2017-08-15 Thread Paul Gideon Dann via arch-general
On 14 August 2017 at 13:48, Ralf Mardorf  wrote:

> On Mon, 14 Aug 2017 14:03:45 +0200, mpan wrote:
> >> why does a package from official repositories mentions what version
> >> of a dependency is required?
> >Because it may be that it is working only with that particular
> >version.
>
> That doesn't explain why it is needed or in any way useful for a package
> provided by official Arch repositories? Partial upgrades are
> unsupported [1]. Actually it could be vary annoying, if packages now
> start including the version of a dependency. I didn't notice that
> packages mention dependency versions for at least the last 4 years [2].
> It's not the only dummy package I'm using for at least that long.
>

Yes, partial upgrades are unsupported, but in practice this still happens,
usually not deliberately.
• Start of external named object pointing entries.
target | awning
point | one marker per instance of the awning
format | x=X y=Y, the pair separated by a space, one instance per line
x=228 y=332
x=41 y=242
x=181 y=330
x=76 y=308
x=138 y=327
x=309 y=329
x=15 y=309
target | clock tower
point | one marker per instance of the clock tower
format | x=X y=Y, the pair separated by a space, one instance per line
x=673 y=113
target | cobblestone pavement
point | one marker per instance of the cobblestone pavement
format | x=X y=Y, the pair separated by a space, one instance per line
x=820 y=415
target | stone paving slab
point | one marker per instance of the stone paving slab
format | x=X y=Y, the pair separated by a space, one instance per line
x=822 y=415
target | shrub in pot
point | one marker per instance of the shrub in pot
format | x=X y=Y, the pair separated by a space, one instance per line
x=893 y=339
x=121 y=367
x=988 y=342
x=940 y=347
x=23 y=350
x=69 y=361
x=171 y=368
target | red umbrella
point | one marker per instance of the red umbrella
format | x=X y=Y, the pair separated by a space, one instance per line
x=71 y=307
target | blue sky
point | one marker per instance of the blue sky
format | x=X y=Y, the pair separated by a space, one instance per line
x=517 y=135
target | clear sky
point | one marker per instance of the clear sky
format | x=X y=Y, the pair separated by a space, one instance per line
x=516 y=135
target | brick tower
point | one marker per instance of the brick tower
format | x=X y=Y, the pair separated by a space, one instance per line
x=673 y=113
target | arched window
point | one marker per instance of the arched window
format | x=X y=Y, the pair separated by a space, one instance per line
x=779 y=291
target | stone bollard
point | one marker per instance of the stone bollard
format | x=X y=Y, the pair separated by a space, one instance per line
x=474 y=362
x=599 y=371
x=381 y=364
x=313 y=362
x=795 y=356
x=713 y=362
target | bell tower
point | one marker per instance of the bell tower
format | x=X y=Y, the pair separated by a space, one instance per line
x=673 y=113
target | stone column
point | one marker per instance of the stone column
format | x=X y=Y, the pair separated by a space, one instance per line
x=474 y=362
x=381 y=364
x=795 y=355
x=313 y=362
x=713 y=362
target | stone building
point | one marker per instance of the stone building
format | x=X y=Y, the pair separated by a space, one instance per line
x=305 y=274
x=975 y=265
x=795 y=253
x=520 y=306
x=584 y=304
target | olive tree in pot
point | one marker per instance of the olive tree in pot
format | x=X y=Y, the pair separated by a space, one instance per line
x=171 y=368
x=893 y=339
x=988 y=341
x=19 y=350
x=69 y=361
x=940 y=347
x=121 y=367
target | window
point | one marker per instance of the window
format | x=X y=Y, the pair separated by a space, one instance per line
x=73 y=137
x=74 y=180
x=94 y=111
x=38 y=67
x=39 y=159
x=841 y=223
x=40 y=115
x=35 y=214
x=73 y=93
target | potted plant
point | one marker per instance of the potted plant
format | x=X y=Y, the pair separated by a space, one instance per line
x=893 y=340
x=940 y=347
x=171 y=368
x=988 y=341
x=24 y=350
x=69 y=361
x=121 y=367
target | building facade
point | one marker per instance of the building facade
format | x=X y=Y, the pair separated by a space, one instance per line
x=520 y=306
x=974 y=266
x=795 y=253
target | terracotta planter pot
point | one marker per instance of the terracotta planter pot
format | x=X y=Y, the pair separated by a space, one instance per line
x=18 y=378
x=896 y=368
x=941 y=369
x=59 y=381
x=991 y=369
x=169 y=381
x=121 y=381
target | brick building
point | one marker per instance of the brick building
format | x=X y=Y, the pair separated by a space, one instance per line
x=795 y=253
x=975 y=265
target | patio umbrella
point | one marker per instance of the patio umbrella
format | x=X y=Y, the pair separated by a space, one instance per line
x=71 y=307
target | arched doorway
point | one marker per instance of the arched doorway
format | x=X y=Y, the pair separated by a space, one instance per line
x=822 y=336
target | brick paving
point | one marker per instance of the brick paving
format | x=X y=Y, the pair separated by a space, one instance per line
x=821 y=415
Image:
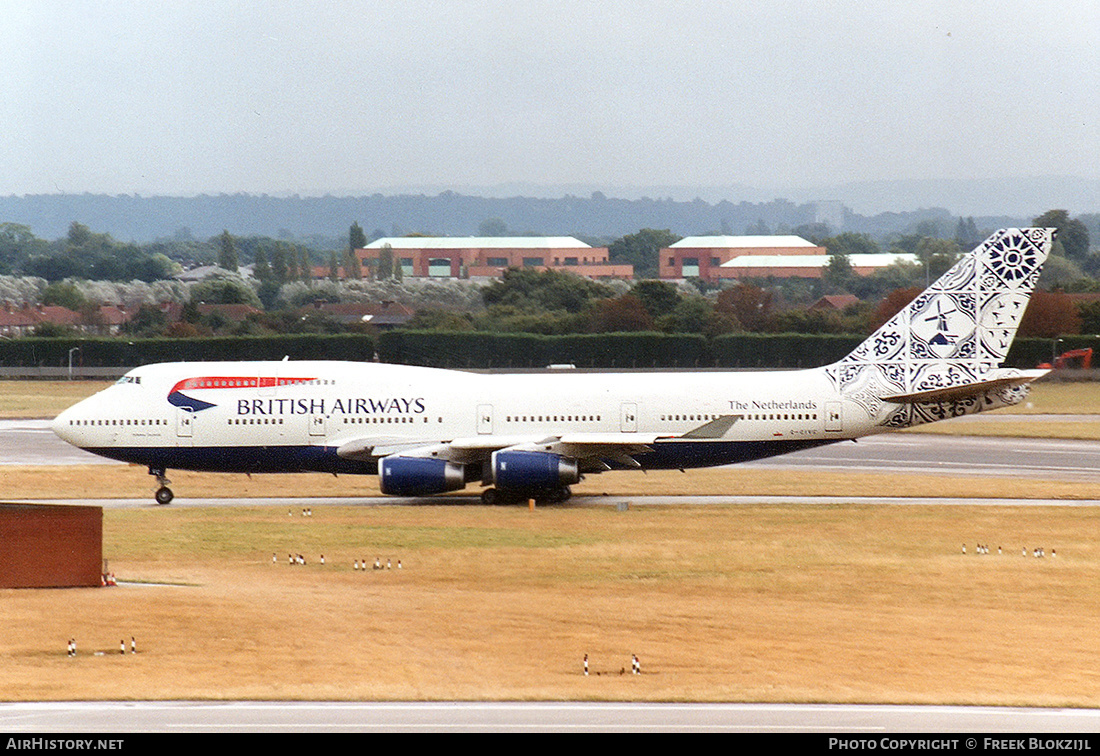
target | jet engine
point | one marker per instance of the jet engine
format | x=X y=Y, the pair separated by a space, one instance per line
x=419 y=477
x=532 y=470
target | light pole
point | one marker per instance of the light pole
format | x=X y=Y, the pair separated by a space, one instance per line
x=75 y=349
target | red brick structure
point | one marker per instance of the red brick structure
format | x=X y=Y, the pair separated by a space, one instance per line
x=51 y=546
x=476 y=256
x=715 y=259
For instance, I will quite often do a "pacman -S
" without doing a full system update first, assuming that
*probably* nothing important has changed since the last update. It's a
sloppy practice, but humans cut corners: it happens. When a plugin relies
on a potentially unstable ABI (not many applications offer stable ABIs),
specifying that the plugin package requires that exact version of the
application will ensure that mistakes like this don't happen.

If I see an error like "package x requires y=1.2.3" when installing a
package, the first thing I'll try is a system update, an obscure segfault
is avoided, and everyone's happy. So the failsafe does the job. It's good
defensive practice by the packaging team, I think.